How Every App Developer Helps Defend Android And iOS Against A Smartphone Revolution

In yesterday’s interview with The Wall Street Journal, Huawei’s consumer business group Richard Yu was asked about their choice of operating systems for smartphones. Specifically why go with Android and remain beholden to Google’s, rather than alternatives? Because Huawei has lost money in the last two years manufacturing Windows Phone handsets (“it has been difficult to persuade consumers to buy a Windows phone. It wasn’t profitable for us”) and while some mobile networks have asked for a Tizen phone, Huawei ”feel Tizen has no chance to be successful. Even for Windows Phone it’s difficult to be successful.”

The key quote from Yu, and the key quote that defines the smartphone market for the next year or two, is this:

We have no plans to build our own OS. It’s easy to design a new OS, but the problem is building the ecosystem around it.

Windows Phone is a competent mobile operating system. Technically it does everything you need a smartphone to do. It has a certain way of handling UI issues, and the first-party applications cover the majority of functions that a user would need. While we’re still waiting to see Tizen handsets available to consumers, there are other alternative mobile operating systems which are all competent and up to the basic task of being a smartphone.

I’ve looked at quite a few of these platforms here on Forbes, including BlackBerry’s BB10, Mozilla’s Firefox OS, and Jolla’s Sailfish OS. All of them perform well, they do the job, and they all have the ability to load and run third-party software if you want to expand the functionality of the handset.

From the social groups in Primary Schools, Elementary Classes, and beyond, a phone’s worth is defined not by the smartness of the operating system, but by the platform and the applications it offers.

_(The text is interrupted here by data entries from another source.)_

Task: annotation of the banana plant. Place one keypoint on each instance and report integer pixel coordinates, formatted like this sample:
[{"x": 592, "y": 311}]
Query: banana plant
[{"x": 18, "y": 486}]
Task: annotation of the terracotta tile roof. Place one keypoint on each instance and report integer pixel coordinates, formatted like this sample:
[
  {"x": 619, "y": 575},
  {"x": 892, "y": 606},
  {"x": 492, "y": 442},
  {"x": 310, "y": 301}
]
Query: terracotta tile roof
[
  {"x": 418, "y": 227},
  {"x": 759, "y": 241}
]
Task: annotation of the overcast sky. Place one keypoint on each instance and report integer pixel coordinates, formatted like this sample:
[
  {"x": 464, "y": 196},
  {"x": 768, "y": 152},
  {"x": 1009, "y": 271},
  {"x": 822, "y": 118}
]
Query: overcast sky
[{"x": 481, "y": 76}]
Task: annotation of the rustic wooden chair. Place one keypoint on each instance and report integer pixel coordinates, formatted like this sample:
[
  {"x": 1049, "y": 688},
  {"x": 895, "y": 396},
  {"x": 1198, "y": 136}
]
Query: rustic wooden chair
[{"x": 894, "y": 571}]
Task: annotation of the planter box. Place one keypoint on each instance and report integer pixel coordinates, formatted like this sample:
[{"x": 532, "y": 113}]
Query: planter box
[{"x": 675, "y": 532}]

Any new OS launching in the current climate has to address the app question to have even a chance at minor recognition on the high street. Currently the larger developer communities only work with iOS and Android. Bringing any notable volume of them over to a new platform is a Herculean task.

There will always be people who are looking for something a little bit different, but consider this. If the might of Microsoft could not attract passionate developers to the Windows Phone platform in any great numbers, then what hope do smaller manufacturers have to build up any momentum of applications?

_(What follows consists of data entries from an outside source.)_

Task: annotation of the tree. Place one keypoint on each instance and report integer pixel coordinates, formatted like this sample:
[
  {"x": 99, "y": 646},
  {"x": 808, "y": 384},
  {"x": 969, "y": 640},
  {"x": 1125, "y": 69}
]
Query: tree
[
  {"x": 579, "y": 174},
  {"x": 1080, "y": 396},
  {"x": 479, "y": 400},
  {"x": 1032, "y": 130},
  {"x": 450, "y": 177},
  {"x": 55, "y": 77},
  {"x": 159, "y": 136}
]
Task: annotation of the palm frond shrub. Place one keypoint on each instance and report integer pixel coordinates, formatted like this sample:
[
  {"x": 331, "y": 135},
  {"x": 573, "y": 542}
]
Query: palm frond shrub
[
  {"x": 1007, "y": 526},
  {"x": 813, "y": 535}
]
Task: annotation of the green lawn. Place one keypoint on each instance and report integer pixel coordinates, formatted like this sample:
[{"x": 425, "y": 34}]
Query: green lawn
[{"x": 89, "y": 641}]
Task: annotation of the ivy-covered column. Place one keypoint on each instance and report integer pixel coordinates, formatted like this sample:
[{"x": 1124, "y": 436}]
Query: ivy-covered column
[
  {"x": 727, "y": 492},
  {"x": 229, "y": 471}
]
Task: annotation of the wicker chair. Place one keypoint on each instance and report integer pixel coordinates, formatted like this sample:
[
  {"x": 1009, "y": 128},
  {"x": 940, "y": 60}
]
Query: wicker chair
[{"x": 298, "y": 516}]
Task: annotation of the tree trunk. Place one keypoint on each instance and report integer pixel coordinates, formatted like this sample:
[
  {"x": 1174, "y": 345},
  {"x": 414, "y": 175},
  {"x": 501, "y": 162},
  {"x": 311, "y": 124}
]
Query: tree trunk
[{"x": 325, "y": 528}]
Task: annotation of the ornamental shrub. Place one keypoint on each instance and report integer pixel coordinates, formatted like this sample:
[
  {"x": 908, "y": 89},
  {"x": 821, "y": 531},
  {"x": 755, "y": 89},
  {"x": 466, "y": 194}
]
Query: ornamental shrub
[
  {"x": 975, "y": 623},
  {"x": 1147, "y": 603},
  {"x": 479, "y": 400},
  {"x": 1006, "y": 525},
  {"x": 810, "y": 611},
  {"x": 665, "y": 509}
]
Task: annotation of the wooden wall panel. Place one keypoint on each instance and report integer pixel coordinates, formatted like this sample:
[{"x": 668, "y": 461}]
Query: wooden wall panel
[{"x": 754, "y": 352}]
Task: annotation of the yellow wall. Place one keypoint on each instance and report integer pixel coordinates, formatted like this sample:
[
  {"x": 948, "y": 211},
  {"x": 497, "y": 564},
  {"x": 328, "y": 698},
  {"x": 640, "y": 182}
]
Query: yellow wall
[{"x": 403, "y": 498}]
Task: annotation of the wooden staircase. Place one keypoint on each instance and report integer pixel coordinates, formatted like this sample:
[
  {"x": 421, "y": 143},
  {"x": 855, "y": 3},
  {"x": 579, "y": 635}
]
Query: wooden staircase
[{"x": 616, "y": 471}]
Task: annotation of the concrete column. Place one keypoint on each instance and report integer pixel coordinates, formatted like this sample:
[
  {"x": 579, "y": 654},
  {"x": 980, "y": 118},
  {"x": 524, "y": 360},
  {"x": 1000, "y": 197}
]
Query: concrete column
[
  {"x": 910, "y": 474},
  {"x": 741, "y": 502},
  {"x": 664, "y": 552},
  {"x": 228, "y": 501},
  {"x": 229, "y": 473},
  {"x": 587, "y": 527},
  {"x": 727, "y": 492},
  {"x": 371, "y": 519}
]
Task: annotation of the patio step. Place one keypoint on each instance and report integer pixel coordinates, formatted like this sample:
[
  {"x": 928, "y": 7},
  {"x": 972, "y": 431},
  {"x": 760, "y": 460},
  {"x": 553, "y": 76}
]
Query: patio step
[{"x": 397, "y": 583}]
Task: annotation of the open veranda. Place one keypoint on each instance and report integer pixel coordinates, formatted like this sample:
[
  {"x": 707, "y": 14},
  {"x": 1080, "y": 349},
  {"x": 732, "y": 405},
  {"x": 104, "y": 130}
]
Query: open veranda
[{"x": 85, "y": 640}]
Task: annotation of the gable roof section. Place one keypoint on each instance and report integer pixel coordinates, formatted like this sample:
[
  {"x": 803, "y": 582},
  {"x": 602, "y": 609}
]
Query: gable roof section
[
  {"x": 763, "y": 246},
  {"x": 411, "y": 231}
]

This is why many of the ‘new’ mobile operating systems are subservient to the elephant in the room of Android. It’s why BlackBerry pushed the Android compatibility of BB10; it’s why Tizen pushes the Android Compatibility Layer in its software stack; it’s why Jolla has continued with efforts to support Android apps running on top of Sailfish OS and have them feel like a native app as much as possible.

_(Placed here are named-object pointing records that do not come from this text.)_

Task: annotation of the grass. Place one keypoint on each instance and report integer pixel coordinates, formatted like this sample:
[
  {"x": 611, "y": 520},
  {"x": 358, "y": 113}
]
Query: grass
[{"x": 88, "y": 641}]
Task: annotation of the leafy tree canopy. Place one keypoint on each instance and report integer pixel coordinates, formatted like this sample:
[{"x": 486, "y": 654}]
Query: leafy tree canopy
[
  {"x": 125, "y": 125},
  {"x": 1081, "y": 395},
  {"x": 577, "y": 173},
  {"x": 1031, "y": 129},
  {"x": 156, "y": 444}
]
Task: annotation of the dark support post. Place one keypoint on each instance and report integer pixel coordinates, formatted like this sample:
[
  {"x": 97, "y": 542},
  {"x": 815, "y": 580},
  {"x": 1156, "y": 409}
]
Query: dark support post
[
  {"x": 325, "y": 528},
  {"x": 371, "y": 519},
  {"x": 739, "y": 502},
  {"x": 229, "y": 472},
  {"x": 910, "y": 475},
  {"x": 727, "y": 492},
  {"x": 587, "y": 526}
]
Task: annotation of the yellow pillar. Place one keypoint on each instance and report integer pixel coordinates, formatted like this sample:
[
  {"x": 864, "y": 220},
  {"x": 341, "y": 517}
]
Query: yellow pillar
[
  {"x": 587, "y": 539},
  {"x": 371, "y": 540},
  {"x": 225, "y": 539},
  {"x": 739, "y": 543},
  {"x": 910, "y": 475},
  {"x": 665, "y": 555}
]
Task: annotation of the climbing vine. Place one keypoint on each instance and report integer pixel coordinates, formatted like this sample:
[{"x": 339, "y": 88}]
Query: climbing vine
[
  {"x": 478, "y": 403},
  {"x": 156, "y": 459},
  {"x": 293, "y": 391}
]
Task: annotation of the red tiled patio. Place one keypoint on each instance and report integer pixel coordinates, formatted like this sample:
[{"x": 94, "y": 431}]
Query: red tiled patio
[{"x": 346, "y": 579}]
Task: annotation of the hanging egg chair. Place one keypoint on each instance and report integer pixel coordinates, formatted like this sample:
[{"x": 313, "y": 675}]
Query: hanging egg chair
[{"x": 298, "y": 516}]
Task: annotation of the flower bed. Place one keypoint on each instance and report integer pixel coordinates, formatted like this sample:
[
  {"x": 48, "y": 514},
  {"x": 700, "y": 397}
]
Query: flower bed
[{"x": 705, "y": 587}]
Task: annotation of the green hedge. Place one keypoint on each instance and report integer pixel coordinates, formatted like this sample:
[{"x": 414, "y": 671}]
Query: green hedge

When you look at the continued success of Android and iOS, the army of developers provides many wins for the platforms. They publish the apps that make the handsets more attractive. They provide services that lock customers in. And by the sheer volume of developers, and a natural resistance to switching development platforms, the two leading mobile operating systems have created a moat around one of their most valuable resources to stop other platforms building any significant mainstream momentum

It is not about being the ‘best’ mobile operating system, the fastest, or having the most handsets on the latest version. It is about the happily conscripted developers that will  hold the line for each platform against any new entrant into the market. Google and Apple have built twin rings of digital steel around their platforms in the mobile space, and there is no way for the opposition to out-flank the incumbents.